The results in the table indicate the level of urbanization is positively correlated with life expectancy at 5% level. Every unit increase in urbanization is associated with 0.118 unit increase in life expectancy. In other words, 10 percentage points increase in urbanization should be associated with 0.118 * 10 = 1.18 years. The effect goes down slightly in model 2, where we control for other relevant covariates. Holding everything else constant, every unit increase in urbanization is statistically associated with a 0.075 unit increase in life expectancy.

This relationship is also visible if we do scatterplot with average country values for the entire period. The results in the next figure show precisely the relationship between urbanization and life expectancy: higher levels of urbanization are associated with higher life expectancy.

new8<-new7%>%
  group_by(Code)%>%
  summarize(urbanization=mean(urbanization, na.rm=T),
            life_expectancy=mean(life_expectancy, na.rm=T))

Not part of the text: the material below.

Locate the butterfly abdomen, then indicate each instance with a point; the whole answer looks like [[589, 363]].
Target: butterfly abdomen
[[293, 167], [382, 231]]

figure1<-ggplot(new8, aes(x=urbanization, y=life_expectancy)) +
  geom_point() + 
  geom_smooth(method = "lm")+
  theme_bw()+
  geom_text(aes(label = Code),
              size = 2, 
              check_overlap = TRUE, position = position_nudge(y = 1))+
  scale_x_continuous(name = "urbanization", breaks=seq(0,100,20), 
                     limits = c(0,100))+
  scale_y_continuous(name = "life_expectancy", breaks=seq(0,100,20), 
                     limits = c(30,100))+
  theme(axis.text.x = element_text(size=14),
        axis.text.y = element_text(size=14),
        axis.title=element_text(size=14),
        plot.title = element_text(hjust = 0.5))
figure1
## `geom_smooth()` using formula = 'y ~ x'
## Warning: Removed 14 rows containing non-finite values (`stat_smooth()`).
## Warning: Removed 14 rows containing missing values (`geom_point()`).
## Warning: Removed 14 rows containing missing values (`geom_text()`).

Conclusion

In this memo, I provided a brief exploratory analysis on factors which affect life expectancy. The results based on publicly available data throughout the world indicate a positive, statistically significant relationship between urbanization and life expectancy. This holds while controlling for a variety of factors including, GDP, population size, and levels of democracy. This research is simply based on correlations and is meant to demonstrate the power of R and R Markdown. Further research is needed to get at causality and to understand the exact mechanisms by which urbanization affects life expectancy.